Late-Onset Calcinosis Cutis in a Patient with Juvenile Dermatomyositis: An Uncommon Treatment Challenge

Presentation Number: SAT 304
Date of Presentation: April 1st, 2017

Spandana Brown* and Laila Tabatabai
Houston Methodist Hospital, Houston, TX

Abstract

Background:Calcinosis cutis (CC) is commonly seen in juvenile dermatomyositis (JDM) and typically presents 1-3 years from diagnosis. However, late presentation of CC in adulthood is rare and portends more difficulty with management.

Case: A 28-year female with a past medical history of JDM diagnosed at the age of 18 was referred to endocrinology clinic for progressive CC and low bone density. She noticed subcutaneous nodules 2 years prior to presentation along her medial thighs, ankles and right upper calf. Despite control of her JDM with cyclosporine and IVIG, she continued to have progressive calcinosis in her lower extremities without skin ulcerations or joint involvement. Her initial lab values showed a calcium 10.2 mg/dL (8.6-10.5 mg/dL), phosphate 4.2 mg/dL (2.4-4.2 mg/dL) , PTH 20 pg/mL (12-65 pg/mL) and 25-OH vitamin D 69 ng/mL (>30 ng/mL). At 3-months she was unable to tolerate higher doses of diltiazem due to side effects and stopped this medication 1 month later. Additionally, she developed new nodules on her left calf. At this time, she was started on IV pamidronate daily for 3 days every 3 months for 1 year. As it was difficult to assess the patient’s CC progression based on her subjective reports, we proceeded to obtain CT imaging to objectively quantify her calcium burden, including smaller nodules which were not yet causing symptoms. Baseline CT imaging of her lower extremities confirmed lower-extremity subcutaneous calcium deposition and quantified total soft-tissue calcium volume at 4.28 cm3 (N 0.0 cm3). At 11 months, IV pamidronate was discontinued because her lesions continued to progress. She was restarted on a lower dose of diltiazem and colchicine which she tolerated well. Lab studies at this time showed slightly elevated phosphorus level of 4.3 mg/dL and 25-OH vitamin D of 70 ng/mL. She was advised to limit dairy product intake to 2 servings daily and consume non-vitamin D fortified foods. However, despite these interventions, she developed rapidly-progressing pain behind her left knee and ultrasound imaging revealed calcification of the semimembranosus and semitendinosus tendons. Repeat CT showed 126.7% increase in lower-extremity calcium volume. Referral was made to orthopedic surgery for intervention.

Conclusion: The management of CC is extremely challenging, especially when it develops later in the course of JDM. There are currently no uniformly effective regimens to treat this debilitating condition.

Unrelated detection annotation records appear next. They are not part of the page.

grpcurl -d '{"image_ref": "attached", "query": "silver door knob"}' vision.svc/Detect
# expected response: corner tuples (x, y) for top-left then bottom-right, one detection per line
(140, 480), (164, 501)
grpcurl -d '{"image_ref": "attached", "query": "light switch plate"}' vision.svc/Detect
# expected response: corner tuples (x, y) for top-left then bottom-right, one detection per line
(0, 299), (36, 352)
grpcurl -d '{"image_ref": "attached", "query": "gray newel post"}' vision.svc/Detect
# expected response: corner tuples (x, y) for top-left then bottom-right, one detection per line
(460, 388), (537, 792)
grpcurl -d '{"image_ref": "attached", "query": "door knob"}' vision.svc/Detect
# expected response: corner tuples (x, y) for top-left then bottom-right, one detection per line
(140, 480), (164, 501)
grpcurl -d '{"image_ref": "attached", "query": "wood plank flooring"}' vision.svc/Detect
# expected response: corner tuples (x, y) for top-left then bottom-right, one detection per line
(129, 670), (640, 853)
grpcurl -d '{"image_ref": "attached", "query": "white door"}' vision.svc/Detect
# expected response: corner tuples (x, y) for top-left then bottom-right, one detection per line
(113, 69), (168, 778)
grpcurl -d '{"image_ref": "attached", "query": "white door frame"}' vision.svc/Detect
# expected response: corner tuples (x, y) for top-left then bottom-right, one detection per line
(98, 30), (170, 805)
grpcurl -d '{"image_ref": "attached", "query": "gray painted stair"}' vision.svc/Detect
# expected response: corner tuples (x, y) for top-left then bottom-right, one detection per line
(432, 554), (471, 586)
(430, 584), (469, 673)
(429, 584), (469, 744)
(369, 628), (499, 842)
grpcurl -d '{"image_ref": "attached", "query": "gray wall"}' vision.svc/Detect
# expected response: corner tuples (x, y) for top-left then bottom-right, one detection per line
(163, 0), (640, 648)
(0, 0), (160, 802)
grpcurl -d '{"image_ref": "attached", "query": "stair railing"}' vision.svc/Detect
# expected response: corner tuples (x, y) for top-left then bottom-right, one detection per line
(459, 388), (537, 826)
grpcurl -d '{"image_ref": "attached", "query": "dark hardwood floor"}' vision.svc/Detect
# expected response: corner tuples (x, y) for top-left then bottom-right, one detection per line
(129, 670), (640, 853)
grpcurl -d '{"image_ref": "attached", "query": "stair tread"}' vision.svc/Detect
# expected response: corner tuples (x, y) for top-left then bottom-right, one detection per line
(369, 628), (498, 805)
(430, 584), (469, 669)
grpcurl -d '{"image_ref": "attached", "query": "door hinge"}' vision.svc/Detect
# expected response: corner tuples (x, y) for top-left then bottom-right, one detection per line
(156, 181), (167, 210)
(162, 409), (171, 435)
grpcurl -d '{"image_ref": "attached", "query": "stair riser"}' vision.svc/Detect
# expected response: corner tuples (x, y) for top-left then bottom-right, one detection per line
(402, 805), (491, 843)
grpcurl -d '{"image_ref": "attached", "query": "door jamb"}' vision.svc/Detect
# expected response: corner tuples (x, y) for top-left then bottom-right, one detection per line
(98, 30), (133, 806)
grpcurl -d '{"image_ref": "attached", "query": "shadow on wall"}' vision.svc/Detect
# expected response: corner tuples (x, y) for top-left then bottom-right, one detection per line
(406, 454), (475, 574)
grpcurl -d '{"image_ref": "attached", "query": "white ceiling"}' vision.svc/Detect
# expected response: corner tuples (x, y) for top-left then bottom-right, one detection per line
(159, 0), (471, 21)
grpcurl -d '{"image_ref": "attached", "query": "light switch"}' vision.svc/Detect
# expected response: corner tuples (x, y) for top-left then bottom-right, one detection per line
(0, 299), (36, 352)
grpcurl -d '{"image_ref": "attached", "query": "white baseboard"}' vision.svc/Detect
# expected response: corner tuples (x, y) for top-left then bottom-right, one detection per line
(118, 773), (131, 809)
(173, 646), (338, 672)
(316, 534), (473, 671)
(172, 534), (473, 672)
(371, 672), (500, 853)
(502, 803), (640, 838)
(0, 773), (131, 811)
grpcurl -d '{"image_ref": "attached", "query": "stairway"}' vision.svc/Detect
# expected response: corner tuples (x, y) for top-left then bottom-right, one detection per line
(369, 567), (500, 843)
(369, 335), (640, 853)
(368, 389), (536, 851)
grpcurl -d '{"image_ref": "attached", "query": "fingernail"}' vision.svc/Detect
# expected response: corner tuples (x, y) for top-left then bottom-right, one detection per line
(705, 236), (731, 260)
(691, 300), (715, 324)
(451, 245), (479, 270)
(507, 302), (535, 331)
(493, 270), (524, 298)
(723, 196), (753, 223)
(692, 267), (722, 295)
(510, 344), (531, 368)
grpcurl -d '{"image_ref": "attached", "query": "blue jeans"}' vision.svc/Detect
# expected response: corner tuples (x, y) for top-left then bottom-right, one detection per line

Medications including bisphosphonates, calcium-channel blockers, sodium thiosulfate and others may be effective, but results vary widely. Surgical intervention is necessary when calcifications cause severe pain or limit mobility. Additionally, to our knowledge, ours is the first case in which radiologic quantification of calcium volume was performed in a patient with CC secondary to JDM; this may serve as an effective method to monitor response to treatment.